As detailed in the hardware section, there has been ongoing memory correction warnings for something like an entire year now.

In December, I had finally got around to locating the issue and it seemed to concern the same DIMM, whose location had to be deduced from various tools. Afterwards however, I was sure of it, but needed to delay because due to heavy workloads.

Finally mid February, the processing workload came down a little, so a re-start was forced on the users.


The memory swap was smooth but the marvin node seemed to hang on a file system check.

Key learnings

  • Absolutely keep non-system filesystems commented-out in /etc/fstab
  • when wanting to mount or un-mount, de-comment these lines again. Yes, this is a very manual method, but this is critical issue.
  • bring nodes down before taking down marvin.
  • the appending of int=/bin/bash or emergency to the kernel boot up options does not work. The system instead hangs (apparently) on dracut. This actually is very poor. An emergency mode should need as little as possible to work.
  • the virtual media functions on marvin's IPMI is not useable, it fails to upload the images correctly both via web interface and IPMI View. Aggravatingly, they appear to load ... but never complete.

Critical issues

The chief critical issue seems to be that of the de-activation of storage LVM, and the inability of the Red Hat boot-up procedure to deal with it.

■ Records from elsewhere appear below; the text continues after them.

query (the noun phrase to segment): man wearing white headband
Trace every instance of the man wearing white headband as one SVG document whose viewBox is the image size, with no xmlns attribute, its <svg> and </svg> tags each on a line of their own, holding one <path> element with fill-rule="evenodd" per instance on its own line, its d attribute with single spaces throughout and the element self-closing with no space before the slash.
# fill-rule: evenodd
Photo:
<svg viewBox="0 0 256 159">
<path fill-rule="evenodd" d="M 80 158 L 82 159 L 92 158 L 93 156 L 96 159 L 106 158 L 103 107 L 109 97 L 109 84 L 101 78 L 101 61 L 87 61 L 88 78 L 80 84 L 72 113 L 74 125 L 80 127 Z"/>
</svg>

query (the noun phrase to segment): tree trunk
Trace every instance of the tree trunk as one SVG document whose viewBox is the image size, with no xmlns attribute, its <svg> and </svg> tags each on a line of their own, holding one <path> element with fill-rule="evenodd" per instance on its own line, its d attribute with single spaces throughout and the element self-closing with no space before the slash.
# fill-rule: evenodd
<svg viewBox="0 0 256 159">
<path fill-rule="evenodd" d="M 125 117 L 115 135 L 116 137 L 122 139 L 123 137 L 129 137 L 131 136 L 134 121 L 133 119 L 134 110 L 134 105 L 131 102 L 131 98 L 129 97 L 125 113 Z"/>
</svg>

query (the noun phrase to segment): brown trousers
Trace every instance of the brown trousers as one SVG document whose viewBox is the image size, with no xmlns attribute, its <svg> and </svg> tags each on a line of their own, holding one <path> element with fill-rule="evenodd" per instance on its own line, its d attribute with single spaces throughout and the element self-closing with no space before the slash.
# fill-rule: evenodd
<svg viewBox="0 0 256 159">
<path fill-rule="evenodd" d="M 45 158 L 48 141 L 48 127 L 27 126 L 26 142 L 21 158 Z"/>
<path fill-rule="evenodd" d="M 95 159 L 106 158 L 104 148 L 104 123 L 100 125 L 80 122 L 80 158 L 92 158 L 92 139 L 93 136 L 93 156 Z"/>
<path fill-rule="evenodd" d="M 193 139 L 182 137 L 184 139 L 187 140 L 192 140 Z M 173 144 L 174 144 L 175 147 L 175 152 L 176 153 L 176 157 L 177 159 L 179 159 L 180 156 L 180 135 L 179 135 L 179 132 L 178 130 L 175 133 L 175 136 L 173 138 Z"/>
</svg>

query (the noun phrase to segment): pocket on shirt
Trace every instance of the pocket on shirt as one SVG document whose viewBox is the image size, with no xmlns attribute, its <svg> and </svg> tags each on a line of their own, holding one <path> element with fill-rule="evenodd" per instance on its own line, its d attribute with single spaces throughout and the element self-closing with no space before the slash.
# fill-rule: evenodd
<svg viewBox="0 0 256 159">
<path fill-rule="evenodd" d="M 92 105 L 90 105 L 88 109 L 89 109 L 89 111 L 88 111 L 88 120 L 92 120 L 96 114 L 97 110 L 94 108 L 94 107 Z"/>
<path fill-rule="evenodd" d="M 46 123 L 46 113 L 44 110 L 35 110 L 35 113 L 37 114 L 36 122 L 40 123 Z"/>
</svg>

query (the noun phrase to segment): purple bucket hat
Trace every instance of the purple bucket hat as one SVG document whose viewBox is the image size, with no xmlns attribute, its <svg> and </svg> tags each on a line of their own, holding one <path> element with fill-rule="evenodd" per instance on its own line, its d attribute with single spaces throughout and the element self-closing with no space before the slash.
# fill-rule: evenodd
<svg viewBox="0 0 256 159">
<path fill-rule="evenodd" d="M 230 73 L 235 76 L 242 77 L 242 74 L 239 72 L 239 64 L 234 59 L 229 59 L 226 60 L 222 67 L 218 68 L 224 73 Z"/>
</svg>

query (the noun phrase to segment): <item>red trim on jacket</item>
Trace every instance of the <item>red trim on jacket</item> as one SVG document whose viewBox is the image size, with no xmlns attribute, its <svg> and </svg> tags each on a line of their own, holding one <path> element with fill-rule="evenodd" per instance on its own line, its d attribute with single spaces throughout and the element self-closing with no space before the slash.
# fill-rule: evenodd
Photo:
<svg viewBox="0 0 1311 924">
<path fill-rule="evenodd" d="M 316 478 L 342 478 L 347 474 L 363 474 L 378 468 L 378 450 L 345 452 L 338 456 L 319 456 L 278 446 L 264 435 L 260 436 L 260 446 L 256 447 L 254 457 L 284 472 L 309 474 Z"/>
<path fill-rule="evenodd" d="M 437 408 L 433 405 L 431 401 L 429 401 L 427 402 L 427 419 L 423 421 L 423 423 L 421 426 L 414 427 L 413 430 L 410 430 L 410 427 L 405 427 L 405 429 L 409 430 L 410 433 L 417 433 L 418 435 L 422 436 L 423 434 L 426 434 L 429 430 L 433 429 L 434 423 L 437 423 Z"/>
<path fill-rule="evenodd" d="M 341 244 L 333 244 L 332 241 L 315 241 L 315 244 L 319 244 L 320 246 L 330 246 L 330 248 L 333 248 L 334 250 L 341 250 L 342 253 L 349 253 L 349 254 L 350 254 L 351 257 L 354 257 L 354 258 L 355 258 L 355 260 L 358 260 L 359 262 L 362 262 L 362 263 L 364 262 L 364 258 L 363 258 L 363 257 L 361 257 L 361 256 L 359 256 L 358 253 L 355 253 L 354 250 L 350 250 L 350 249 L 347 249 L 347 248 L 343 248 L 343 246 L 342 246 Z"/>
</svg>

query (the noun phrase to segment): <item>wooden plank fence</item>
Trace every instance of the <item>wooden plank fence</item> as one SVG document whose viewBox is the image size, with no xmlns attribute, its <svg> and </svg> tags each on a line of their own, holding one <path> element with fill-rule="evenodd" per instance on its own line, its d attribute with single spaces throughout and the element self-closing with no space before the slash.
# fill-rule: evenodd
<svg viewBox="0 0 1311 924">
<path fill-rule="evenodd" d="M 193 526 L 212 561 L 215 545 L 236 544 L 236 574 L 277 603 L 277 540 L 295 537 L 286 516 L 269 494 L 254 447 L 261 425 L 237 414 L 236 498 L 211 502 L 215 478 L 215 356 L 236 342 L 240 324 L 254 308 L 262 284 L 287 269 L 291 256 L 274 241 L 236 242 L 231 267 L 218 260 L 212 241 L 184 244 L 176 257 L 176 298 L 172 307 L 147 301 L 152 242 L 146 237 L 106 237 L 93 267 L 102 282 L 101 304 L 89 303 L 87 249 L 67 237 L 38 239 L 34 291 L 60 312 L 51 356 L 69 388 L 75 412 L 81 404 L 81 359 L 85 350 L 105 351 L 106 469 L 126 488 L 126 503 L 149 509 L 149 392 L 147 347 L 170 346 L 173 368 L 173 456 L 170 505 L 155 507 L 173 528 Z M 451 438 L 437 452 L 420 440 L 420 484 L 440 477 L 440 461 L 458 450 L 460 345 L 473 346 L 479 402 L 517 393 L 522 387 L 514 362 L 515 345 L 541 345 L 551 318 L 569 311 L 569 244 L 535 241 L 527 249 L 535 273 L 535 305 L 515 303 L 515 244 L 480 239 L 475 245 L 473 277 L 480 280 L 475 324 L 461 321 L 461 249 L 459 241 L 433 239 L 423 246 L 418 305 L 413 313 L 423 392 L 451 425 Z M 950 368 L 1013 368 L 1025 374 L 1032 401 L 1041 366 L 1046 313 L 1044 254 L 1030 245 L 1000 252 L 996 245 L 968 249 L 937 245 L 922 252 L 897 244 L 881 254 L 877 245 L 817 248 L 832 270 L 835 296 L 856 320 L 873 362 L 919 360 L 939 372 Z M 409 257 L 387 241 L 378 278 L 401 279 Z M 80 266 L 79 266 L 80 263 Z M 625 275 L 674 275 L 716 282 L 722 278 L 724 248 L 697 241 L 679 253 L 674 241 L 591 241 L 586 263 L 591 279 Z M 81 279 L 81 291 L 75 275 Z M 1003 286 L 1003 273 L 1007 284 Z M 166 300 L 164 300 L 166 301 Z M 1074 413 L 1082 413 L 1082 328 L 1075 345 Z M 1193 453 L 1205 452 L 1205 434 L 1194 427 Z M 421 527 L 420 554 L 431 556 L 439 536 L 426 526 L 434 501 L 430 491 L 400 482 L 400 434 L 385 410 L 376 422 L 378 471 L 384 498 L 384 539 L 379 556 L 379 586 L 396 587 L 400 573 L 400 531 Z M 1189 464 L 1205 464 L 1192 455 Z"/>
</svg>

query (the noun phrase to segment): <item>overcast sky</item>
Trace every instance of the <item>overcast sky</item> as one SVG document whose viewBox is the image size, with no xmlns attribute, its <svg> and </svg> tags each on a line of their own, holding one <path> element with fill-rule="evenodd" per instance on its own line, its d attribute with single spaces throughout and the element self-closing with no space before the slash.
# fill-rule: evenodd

The boot-up procedure hangs, not at the beginning, but quite close to the end of the procedure, semmingly not know what to do with a deactivated LVM.

Why does the storage LVM de-activate and not the others? This issue is still not clear.

The upshot is that the /storage system should never be set for mounting on boot but rather should be mounted manually afterwards. This requires off-on-off commenting in the /etc/fstab file.